Hormonal state can alter hearing capabilities in many animals, including humans, but it is not known how hormones affect the structure and function of the inner ear. This research uses plainfin midshipman fish to understand how hormones affect hearing. During the breeding season, male midshipman fish sing to attract mates, making acoustic communication vital for reproductive success. Female midshipman fish show seasonal, estrogen-dependent changes in hearing that make it easier for them to locate potential mates. This research asks how estrogen affects the production, survival, and function of sensory receptors involved in hearing to increase hearing sensitivity. This research has broader impact by increasing understanding of the natural world and providing insight into how hormones can influence the inner ear to modulate hearing ? findings that can apply to many species, including humans. This research also impacts society by exposing high school teachers and their students to both the scientific method and cutting-edge scientific techniques. As part of the M.J. Murdock Charitable Trust Partners in Science program, high school teachers will work in university laboratories for two summers, gain valuable research skills, and present their work at national conferences. These teachers also work with the academic team to develop research-based lesson plans for the classroom. Members of the public can learn about this research through interactive museum demonstrations hosted by graduate students. In this way, non-scientists share the excitement of the science and students gain critical communication skills that they can use in the future.

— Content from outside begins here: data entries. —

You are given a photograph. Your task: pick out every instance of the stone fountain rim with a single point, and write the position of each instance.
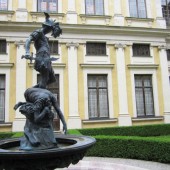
(79, 143)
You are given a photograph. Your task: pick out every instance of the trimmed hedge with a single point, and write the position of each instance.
(131, 147)
(5, 135)
(146, 130)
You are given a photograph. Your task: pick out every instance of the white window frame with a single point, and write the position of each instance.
(100, 71)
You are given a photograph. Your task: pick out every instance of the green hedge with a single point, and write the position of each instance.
(5, 135)
(131, 147)
(147, 130)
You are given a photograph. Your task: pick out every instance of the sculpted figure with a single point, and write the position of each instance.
(42, 60)
(38, 129)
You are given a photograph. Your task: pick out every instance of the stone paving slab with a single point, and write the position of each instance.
(99, 163)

Hormonal modulation of sensory plasticity related to reproductive cycles is widespread among vertebrates, but the underlying molecular and genetic mechanisms responsible for these steroid-dependent changes remain poorly understood. This project takes an integrated molecular, anatomical, and physiological approach to determine the effects of gonadal steroids on the adaptive auditory plasticity for encoding socially relevant acoustic signals. The objective of this study is to determine how estrogen regulates cellular and molecular changes in the inner ear of the female plainfin midshipman, leading to seasonal, steroid-dependent changes in hearing that enhance intraspecific acoustic communication to facilitate reproduction. The central hypothesis is that estrogen upregulates inner ear gene networks for progenitor cell proliferation, hair cell differentiation, and cell survival, leading to increased hair cell addition and enhanced auditory sensitivity in reproductive female midshipman fish. The experiments use both in vitro and in vivo approaches to manipulate cellular signaling (Wnt, notch, and heat shock signaling pathways) in female midshipman from different reproductive states. Changes in gene expression are assessed with qRT-PCR, cell proliferation and survival with cell biology assays and fluorescent microscopy, and auditory function with electrophysiology. These studies allow to gain insight into neural and endocrine mechanisms that may act to enhance communication in all vertebrates.
This award reflects NSF's statutory mission and has been deemed worthy of support through evaluation using the Foundation's intellectual merit and broader impacts review criteria.